CHAPTER XXXV.
ANTWERP AS IT WAS.
In the first half of the sixteenth century Antwerp was the commercial capital of the world. The great historian of the Dutch Republic[156] says, "Venice, Nuremberg,[157] Augsburg,[158] Bruges were sinking; but Antwerp, with its deep and convenient river, stretched its arm to the ocean, and caught the golden prize as it fell from its sister cities' grasp. . . . No city except Paris surpassed it in population; none approached it in commercial splendour."
Close to the great and beautiful cathedral of Antwerp is the Grand' Place, in the middle of which there is a monument representing a running warrior flinging into the river a huge hand which he has just cut off from a prostrate giant's arm. This monument is intended to explain the fanciful origin of the city's name. Two centuries before the fall of Troy—so runs the story—a savage giant, named Antigonus, held sway over the river Scaldis—that is, the Scheldt. He built himself a castle on the river bank, and levied tribute on every vessel that passed up and down the broad stream. The tribute was very heavy—no less than half the merchandise in the passing ships. If the mariners refused to pay the tribute he seized them, cut off their hands, and flung them into the river.
A Bird's-eye View of Antwerp. Photo, Topical Press.
This photograph was taken from one of the towers of Antwerp's magnificent cathedral—the largest and most beautiful Gothic church in the Netherlands. Its north tower rises to a height of more than four hundred feet. On the south side of the cathedral is the Place Verte (Green Place), with a statue of Rubens, whose famous picture, "The Descent from the Cross," formerly hung in the south transept. In the north transept was another of his great paintings, "The Elevation of the Cross."
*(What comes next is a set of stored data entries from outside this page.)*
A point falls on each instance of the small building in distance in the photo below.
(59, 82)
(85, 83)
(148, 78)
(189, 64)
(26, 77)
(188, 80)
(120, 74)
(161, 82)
At length a deliverer arose, one Salvius Brabo, a man of such valorous renown that the province of Brabant received its name from him. Brabo challenged the giant to single combat, slew him, cut off both his hands, and flung them into the Scheldt. Thus Hand-werpen—that is, "hand-throwing"—became the name of the great city. In the coat-of-arms of Antwerp you still see two severed hands flying through the air over a castle. Probably the real origin of the city's name is found in the old Flemish words 'an t' werf, which mean "on the wharf."
The city began to decline during the reign of Philip II., who was King of Spain and master of the Netherlands. In 1576 Spanish soldiers whose pay was in arrears broke into mutiny, and stormed and sacked several of the richest towns of Flanders, including Antwerp. Early in November of that year they entered the city, burnt more than a thousand houses, slew more than eight thousand citizens, plundered right and left, and behaved with the utmost cruelty. Such was the "Spanish Fury," which still forms a landmark in Flemish history. With the help of William of Orange,[159] the Spaniards were driven out of Antwerp.